Summer is just around the corner. Many people begin to stock up on sunscreen to protect them from the harmful rays of the sun but often forget about the other dangers lurking in their backyards. From the Midwest to the Pacific coast, an infection known as Lyme disease is quite common in the United States.
Western black-legged ticks or deer ticks can spread Lyme disease when they have become infected by the Borrelia burgdorferi bacterium. Ticks are normally found in wooded or grassy areas, even residing in your own backyard. Daily checks and removal of ticks is an easy way to prevent the spread of the disease since it usually takes up to 36 hours for the tick to infect the host.
Oftentimes, tick bites are mistaken for the more common mosquito or spider bite. Knowing what an infected tick bite looks like and some of the other symptoms that accompany Lyme disease will help in making the proper diagnosis.

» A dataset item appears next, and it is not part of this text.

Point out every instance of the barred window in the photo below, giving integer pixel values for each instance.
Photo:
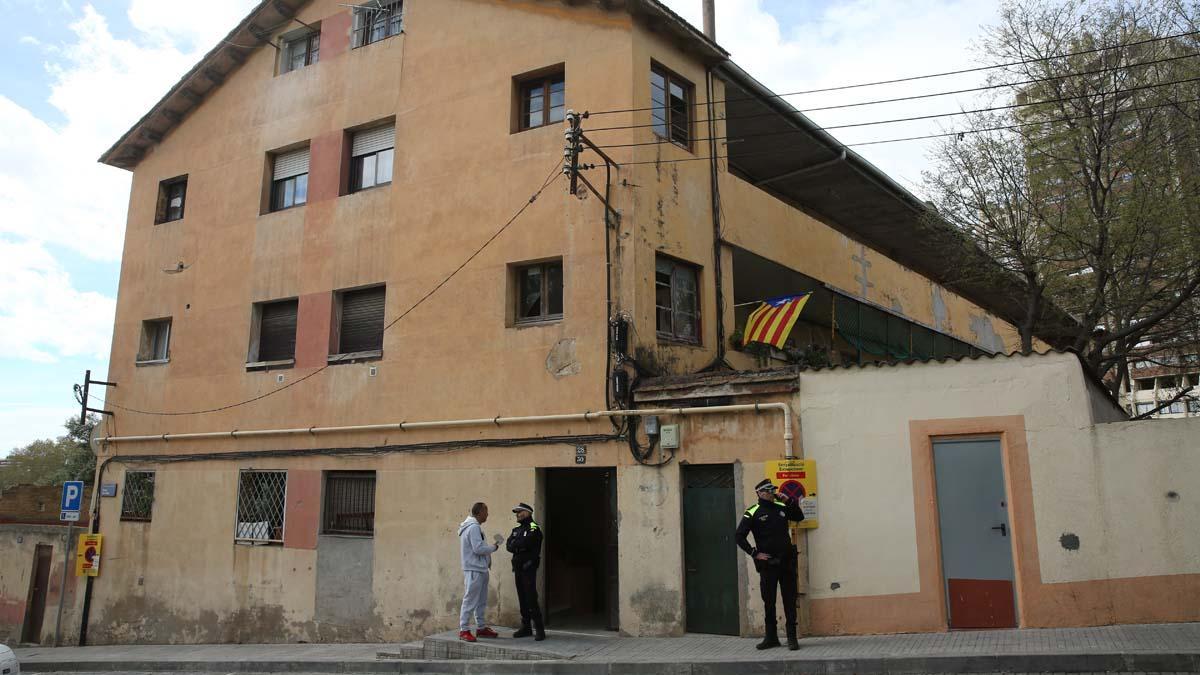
(349, 502)
(137, 500)
(261, 506)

The first sign is a rash that appears to look like a “bull’s-eye” called the erthema migrans rash, appearing at the site of the bite. Roughly 80 percent of Lyme disease sufferers will have this rash. Some common warning signs to look for include feeling very tired, pain or swelling in the joints, and numbness in the back, hands or feet. Swollen lymph nodes, headache or fever may also be present.
If the Lyme disease is not treated early, more severe symptoms may appear. The rash may become worse and headaches, joint and nerve pain may increase. Irregular heartbeat or heart palpitations may arise. Also, look out for feeling dizzy, shortness of breath, numbness and short-term memory problems. While many of these symptoms are frightening to consider, the Center for Disease Control notes that Lyme disease can be treated with antibiotics if caught early.
When playing or working outdoors this summer, remember to wear insect repellant. If a tick is discovered remove it right away. Be on the lookout for any of the mentioned symptoms or call your doctor with any worries or concerns.